Many people will look to reduce the amount of alcohol they drink at some point in their life. There could be many motivators for doing this, such as to ease finances, improve their health or a change in lifestyle. Whilst many people achieve this goal, some might struggle and occasionally lapse. This could include having a bit more alcohol than planned, however, this shouldn’t deter anyone from achieving their main goal. This guide looks at different ways you can get back on track following the occasional slip-up.

Set Realistic Goals & Prepare For Lapses

One of the things you should do when you are planning to reduce your alcohol intake is set goals which are achievable, such as having breaks from alcohol. Another thing you should consider when you are planning to reduce your alcohol intake is to plan for lapses. By doing this, you should look to avoid treating it as an unforgivable failure and stay motivated to avoid going back to previous habits.

Learn From Lapses

If you do lapse, then the worst thing you could do is beat yourself up about it. By learning from your lapses, you can find out why you had drunk more than planned and identify any triggers which you may not have known about previously.

Change The Way You Think

Another way you can get back on track is by challenging your own mindset. For example, some people may think that they need a beer or a glass of wine following a day at work, but for nearly everyone, they don’t. You can try and find new, healthier alternatives which could mean that you don’t drink when you are in the particular scenario.

By being honest and making a list of the positives which you associate with drinking, you could find alternatives which bring out similar feelings.
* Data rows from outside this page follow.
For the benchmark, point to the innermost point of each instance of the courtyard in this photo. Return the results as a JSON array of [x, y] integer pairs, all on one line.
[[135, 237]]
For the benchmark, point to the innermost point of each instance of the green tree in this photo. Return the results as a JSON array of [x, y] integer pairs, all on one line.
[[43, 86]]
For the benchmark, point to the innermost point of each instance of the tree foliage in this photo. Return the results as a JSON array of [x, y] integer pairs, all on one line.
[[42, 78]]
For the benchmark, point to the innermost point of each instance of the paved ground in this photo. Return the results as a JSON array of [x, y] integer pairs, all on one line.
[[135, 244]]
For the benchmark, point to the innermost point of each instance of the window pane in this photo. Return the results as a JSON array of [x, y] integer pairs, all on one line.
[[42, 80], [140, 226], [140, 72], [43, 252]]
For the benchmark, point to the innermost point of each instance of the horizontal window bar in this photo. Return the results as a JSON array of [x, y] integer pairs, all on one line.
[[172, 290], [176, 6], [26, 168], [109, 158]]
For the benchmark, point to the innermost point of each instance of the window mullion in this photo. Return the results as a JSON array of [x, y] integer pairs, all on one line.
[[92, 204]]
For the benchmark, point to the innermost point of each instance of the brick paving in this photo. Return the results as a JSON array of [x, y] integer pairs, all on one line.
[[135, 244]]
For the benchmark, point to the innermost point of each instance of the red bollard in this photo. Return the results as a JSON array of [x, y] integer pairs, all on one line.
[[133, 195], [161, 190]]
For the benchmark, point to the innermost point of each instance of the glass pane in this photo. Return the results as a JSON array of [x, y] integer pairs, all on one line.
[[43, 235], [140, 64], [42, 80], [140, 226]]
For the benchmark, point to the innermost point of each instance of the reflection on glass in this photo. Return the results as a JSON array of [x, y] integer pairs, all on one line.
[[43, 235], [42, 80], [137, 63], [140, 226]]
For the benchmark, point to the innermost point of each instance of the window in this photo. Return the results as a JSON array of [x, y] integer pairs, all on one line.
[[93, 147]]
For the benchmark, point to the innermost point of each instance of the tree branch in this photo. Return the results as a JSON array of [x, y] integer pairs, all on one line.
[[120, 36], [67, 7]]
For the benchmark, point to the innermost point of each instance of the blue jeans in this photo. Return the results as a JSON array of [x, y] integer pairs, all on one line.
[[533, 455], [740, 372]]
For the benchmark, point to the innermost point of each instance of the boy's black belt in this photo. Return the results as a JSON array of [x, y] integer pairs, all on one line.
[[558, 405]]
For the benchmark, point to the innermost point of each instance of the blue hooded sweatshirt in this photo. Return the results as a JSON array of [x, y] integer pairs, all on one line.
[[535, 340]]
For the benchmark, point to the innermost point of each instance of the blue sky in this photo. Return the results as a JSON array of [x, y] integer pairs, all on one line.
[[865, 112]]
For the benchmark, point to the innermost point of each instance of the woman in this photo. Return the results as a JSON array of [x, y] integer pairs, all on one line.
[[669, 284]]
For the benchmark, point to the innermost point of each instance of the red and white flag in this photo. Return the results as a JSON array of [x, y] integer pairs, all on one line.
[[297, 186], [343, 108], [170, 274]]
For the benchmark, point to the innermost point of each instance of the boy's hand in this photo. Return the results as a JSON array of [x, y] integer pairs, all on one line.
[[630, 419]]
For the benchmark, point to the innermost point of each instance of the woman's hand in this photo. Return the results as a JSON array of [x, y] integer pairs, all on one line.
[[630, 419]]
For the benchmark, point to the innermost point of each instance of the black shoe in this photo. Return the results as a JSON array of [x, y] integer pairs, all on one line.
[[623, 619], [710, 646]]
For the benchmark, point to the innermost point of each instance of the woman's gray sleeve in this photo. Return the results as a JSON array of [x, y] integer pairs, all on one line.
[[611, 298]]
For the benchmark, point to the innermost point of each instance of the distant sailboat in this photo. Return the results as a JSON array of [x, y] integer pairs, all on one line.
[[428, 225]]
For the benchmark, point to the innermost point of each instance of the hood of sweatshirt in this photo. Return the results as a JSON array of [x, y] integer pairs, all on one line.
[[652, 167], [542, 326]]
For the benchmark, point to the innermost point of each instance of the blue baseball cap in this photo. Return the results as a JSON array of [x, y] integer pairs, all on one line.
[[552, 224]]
For example, if you find drinking helps you socialise with friends, then try finding other activities you can do which help you interact with friends, such as sports.

Recognise Your Own Progress

A final way you can make it easier for yourself to get back on track is by recognising your own progress. You should acknowledge your own successes and regularly congratulate each milestone- whether that be a day, week or month of reduced drinking. You should also acknowledge the benefits which you are experiencing when you don’t drink- such as improved sleep, more energy or being more productive at work. 

By recognising your own progress, you can motivate yourself to continue the work that you have so far achieved and you can quickly move on from the time when you relapsed.

Do You Need Help When It Comes To Cutting Your Alcohol Consumption?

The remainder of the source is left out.